Updated: Oct 9, 2020
Bartolome Esteban Murillo
“The Assumption of the Virgin Mary”
By the 1670s, the image of the Virgin Mary in the work of Murillo loses a certain warmth and becomes ‘theological’ in nature. In this painting, however, the artist shows the Mother of God, not as before in his work: a young woman with a certain sadness in her eyes. If the Master used to paint down-to-earth images of the Madonna, on the contrary, he now seeks to remove the Virgin Mary from earthly ‘spheres’.
He places Her on a pedestal, from a height where She appears to the viewer as somewhat distant and indifferent to earthly cares and sorrows.
In this ‘Assumption of the Virgin Mary’, Murillo returns to his former style. Mary ascends to the heavenly light, and again appears in the form of a young girl with a naive and trusting expression of an almost childlike face.

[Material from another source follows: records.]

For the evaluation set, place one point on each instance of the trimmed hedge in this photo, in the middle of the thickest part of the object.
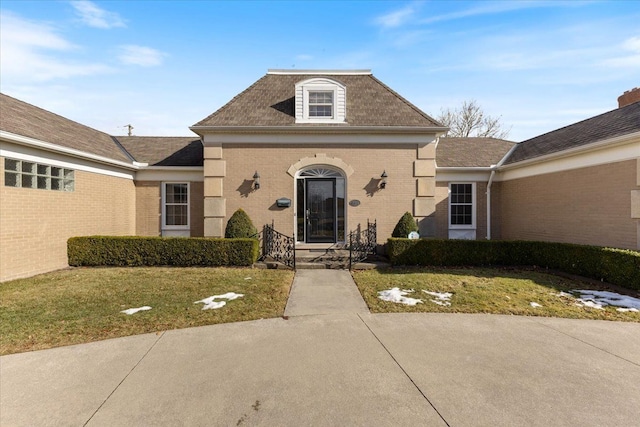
(239, 226)
(156, 251)
(616, 266)
(405, 225)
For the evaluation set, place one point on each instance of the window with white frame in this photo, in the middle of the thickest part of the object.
(175, 206)
(320, 100)
(321, 104)
(25, 174)
(462, 210)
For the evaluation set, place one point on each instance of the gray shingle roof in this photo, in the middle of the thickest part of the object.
(471, 152)
(24, 119)
(164, 150)
(270, 102)
(618, 122)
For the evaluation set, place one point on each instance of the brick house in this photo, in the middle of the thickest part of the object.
(316, 153)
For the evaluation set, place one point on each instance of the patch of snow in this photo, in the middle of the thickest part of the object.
(131, 311)
(563, 294)
(442, 298)
(210, 303)
(605, 298)
(586, 303)
(398, 296)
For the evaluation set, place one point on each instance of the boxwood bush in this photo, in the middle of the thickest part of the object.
(616, 266)
(239, 225)
(156, 251)
(405, 225)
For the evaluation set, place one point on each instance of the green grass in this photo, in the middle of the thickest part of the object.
(496, 291)
(83, 305)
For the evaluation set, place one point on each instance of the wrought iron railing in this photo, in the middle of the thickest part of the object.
(362, 243)
(277, 246)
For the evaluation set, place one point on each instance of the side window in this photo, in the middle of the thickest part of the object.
(461, 205)
(175, 206)
(24, 174)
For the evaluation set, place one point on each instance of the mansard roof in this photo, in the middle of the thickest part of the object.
(270, 101)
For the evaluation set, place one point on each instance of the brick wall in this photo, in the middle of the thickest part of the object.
(585, 206)
(368, 161)
(35, 224)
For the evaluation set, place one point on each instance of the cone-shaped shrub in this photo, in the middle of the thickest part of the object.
(405, 226)
(240, 225)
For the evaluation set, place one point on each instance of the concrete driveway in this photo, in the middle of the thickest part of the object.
(342, 368)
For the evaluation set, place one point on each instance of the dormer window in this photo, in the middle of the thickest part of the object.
(321, 104)
(320, 100)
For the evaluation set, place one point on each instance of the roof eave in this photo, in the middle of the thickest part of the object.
(47, 146)
(604, 143)
(335, 129)
(465, 168)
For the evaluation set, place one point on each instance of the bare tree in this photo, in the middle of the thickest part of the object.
(470, 120)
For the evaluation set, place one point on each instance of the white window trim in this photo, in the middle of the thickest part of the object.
(164, 207)
(320, 88)
(320, 85)
(474, 206)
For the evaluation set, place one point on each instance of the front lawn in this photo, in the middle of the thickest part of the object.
(497, 291)
(84, 304)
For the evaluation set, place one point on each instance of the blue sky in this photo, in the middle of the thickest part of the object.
(163, 66)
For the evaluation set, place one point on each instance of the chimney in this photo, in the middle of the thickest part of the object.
(629, 97)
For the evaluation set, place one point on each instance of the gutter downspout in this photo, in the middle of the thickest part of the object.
(493, 173)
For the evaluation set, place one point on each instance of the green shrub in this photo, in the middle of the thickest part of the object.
(240, 226)
(616, 266)
(406, 225)
(156, 251)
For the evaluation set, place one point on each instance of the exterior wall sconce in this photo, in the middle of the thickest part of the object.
(383, 182)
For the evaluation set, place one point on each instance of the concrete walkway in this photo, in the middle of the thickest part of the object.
(338, 368)
(324, 292)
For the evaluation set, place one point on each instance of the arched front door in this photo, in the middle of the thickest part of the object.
(320, 210)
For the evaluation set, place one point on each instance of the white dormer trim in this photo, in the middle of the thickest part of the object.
(321, 84)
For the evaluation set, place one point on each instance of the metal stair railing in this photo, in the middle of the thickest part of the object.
(277, 246)
(362, 243)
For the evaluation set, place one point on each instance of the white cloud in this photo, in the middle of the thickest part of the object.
(630, 59)
(494, 7)
(397, 18)
(93, 16)
(140, 55)
(33, 52)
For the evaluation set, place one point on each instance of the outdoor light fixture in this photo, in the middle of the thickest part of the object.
(383, 182)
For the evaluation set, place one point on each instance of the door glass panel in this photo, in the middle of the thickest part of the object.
(300, 209)
(340, 206)
(321, 214)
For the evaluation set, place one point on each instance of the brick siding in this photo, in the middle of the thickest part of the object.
(586, 206)
(35, 224)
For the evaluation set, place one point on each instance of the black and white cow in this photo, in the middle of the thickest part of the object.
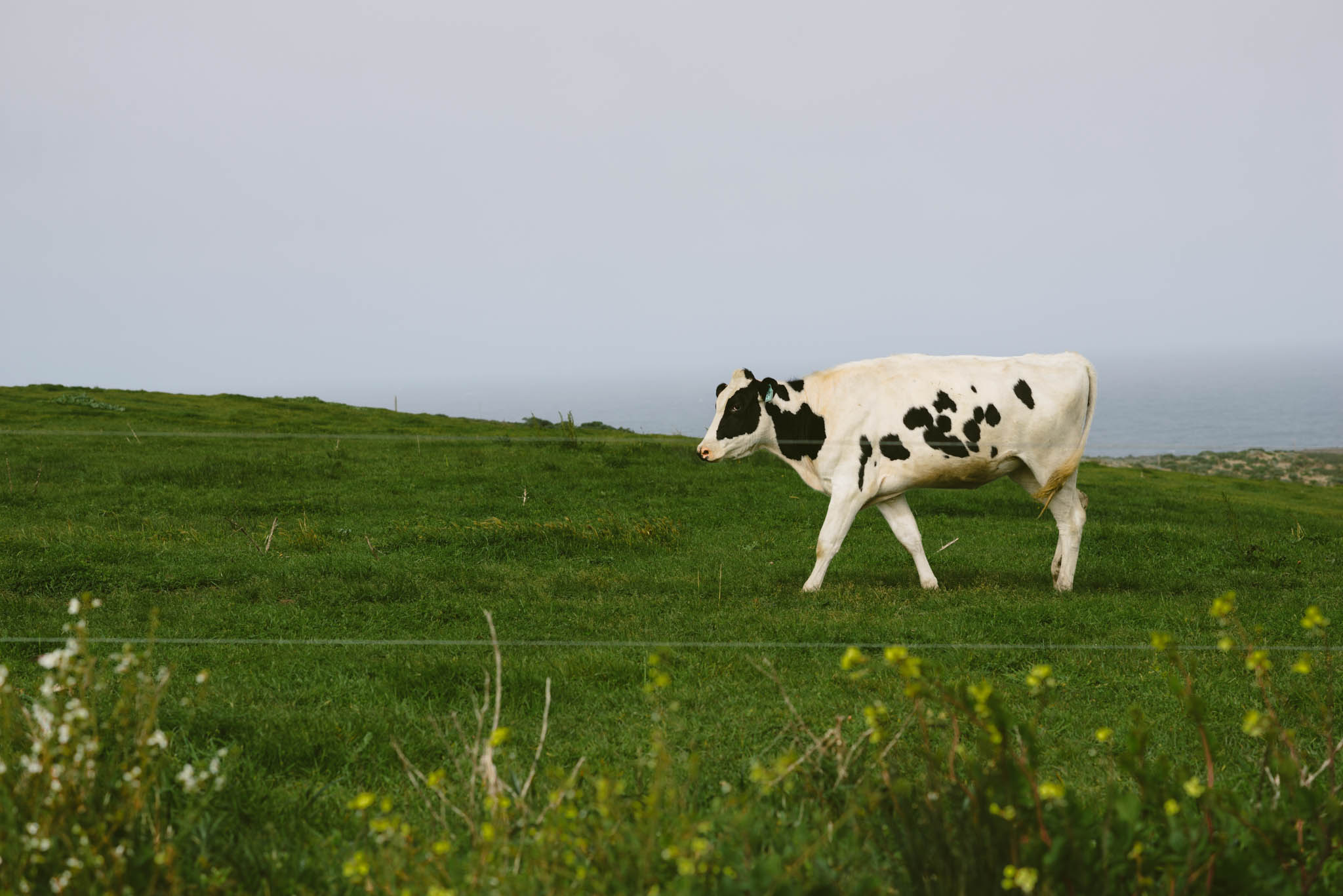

With her open hands She shows trust while the soft radiance enveloping Her gives Her image even more warmth and expressiveness.
39 In those days Mary set out and went with haste to a Judean town in the hill country, 40 where she entered the house of Zechariah and greeted Elizabeth. 41 When Elizabeth heard Mary’s greeting, the child leaped in her womb. And Elizabeth was filled with the Holy Spirit 42 and exclaimed with a loud cry, ‘Blessed are you among women, and blessed is the fruit of your womb. 43 And why has this happened to me, that the mother of my Lord comes to me? 44 For as soon as I heard the sound of your greeting, the child in my womb leaped for joy. 45 And blessed is she who believed that there would be a fulfilment of what was spoken to her by the Lord.’
46 And Mary said, ‘My soul magnifies the Lord, 47 and my spirit rejoices in God my Saviour,48 for he has looked with favour on the lowliness of his servant. Surely, from now on all generations will call me blessed; 49 for the Mighty One has done great things for me, and holy is his name. 50 His mercy is for those who fear him from generation to generation. 51 He has shown strength with his arm; he has scattered the proud in the thoughts of their hearts. 52 He has brought down the powerful from their thrones and lifted up the lowly; 53 He has filled the hungry with good things and sent the rich away empty.
54 He has helped his servant Israel, in remembrance of his mercy, 55 according to the promise He made to our ancestors, to Abraham and to his descendants forever.’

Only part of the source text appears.